I hope you at least took the time to read your agreement before you signed it.  One of my post-divorce clients recently confessed, that she never read the agreement prior to signing it and now she regrets it.  Turns out her attorney forgot to add some necessary language and conditions about her child with special needs and they have been fighting ever since to rectify it.  The cost at this point, far exceeds the original amount my client was looking for.  Never sign your agreement unless you agree with and understand what it says!

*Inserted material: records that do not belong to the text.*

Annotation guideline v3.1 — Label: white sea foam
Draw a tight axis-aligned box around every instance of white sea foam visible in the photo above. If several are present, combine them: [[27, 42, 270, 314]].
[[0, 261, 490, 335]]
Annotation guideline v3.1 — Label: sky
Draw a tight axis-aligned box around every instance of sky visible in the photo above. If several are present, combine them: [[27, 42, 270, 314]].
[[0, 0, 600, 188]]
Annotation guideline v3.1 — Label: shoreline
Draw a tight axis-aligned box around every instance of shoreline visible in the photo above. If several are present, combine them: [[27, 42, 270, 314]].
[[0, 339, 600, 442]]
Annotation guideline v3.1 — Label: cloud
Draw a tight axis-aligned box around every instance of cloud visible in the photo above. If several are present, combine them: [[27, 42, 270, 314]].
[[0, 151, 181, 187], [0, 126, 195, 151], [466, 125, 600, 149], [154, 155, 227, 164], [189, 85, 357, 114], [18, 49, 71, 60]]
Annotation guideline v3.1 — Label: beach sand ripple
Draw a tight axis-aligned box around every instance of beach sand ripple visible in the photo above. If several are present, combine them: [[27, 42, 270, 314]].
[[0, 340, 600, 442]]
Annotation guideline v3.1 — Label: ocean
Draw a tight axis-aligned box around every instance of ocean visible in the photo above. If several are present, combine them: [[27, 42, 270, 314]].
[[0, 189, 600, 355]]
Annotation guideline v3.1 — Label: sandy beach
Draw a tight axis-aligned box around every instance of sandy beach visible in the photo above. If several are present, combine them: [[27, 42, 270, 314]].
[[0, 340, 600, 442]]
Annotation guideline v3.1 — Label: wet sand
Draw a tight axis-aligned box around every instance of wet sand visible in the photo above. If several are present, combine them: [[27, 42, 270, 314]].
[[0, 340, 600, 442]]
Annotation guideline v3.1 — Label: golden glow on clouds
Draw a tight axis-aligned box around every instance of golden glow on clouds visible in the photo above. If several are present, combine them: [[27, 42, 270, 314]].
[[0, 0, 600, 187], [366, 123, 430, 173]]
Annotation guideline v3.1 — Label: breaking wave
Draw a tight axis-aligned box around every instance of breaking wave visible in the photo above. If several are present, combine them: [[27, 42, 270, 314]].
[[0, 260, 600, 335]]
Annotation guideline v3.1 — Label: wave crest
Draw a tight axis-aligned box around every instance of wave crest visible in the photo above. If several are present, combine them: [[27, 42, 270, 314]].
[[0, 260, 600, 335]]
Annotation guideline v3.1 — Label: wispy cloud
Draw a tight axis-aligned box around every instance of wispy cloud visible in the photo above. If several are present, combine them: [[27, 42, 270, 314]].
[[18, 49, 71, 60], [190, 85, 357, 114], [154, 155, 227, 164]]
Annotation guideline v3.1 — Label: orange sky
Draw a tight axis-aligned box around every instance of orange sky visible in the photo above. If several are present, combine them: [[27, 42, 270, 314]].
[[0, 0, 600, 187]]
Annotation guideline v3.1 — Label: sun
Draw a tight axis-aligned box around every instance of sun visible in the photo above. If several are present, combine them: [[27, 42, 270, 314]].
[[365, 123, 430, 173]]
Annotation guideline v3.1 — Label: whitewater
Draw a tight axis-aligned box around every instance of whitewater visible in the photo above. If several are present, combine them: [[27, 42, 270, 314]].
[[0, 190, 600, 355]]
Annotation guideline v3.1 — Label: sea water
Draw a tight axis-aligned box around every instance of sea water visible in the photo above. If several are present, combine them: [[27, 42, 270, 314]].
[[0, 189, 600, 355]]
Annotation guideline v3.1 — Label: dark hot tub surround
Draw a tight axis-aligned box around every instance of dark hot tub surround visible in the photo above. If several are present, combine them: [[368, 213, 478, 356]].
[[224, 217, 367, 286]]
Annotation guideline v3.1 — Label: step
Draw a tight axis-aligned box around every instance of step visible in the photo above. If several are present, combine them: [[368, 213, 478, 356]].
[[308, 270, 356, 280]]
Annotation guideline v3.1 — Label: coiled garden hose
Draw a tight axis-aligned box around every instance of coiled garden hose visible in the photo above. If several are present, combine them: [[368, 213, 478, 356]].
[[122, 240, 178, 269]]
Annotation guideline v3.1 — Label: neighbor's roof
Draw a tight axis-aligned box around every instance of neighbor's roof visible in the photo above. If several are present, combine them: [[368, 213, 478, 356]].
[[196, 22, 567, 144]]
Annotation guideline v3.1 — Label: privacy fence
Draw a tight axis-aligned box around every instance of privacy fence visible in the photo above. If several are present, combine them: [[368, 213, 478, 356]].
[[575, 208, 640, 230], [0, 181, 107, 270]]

Please, please, please, read any and all legal documents before you sign them.  And if you do not understand something or do not know how something was calculated, ask your attorney for clarification.   I have had several clients hire me at the end of the process, just to review the language surrounding the financial issues and to make sure it says what they agreed to.  While it is best to include a CDFA™ from the beginning, this is better than nothing.  Unfortunately, I usually find mistakes.

Read Again, After you have Signed on the Dotted Line

I keep my Separation Agreement (same as a divorce agreement in Massachusetts) in the top drawer of my desk for easy reference.  Over the last seven years I have had to refer to it many times to confirm how we agreed to handle certain things.  It seems ‘we’ forget very quickly what ‘we’ agreed to, but referring to the agreement has helped to avoid several disagreements.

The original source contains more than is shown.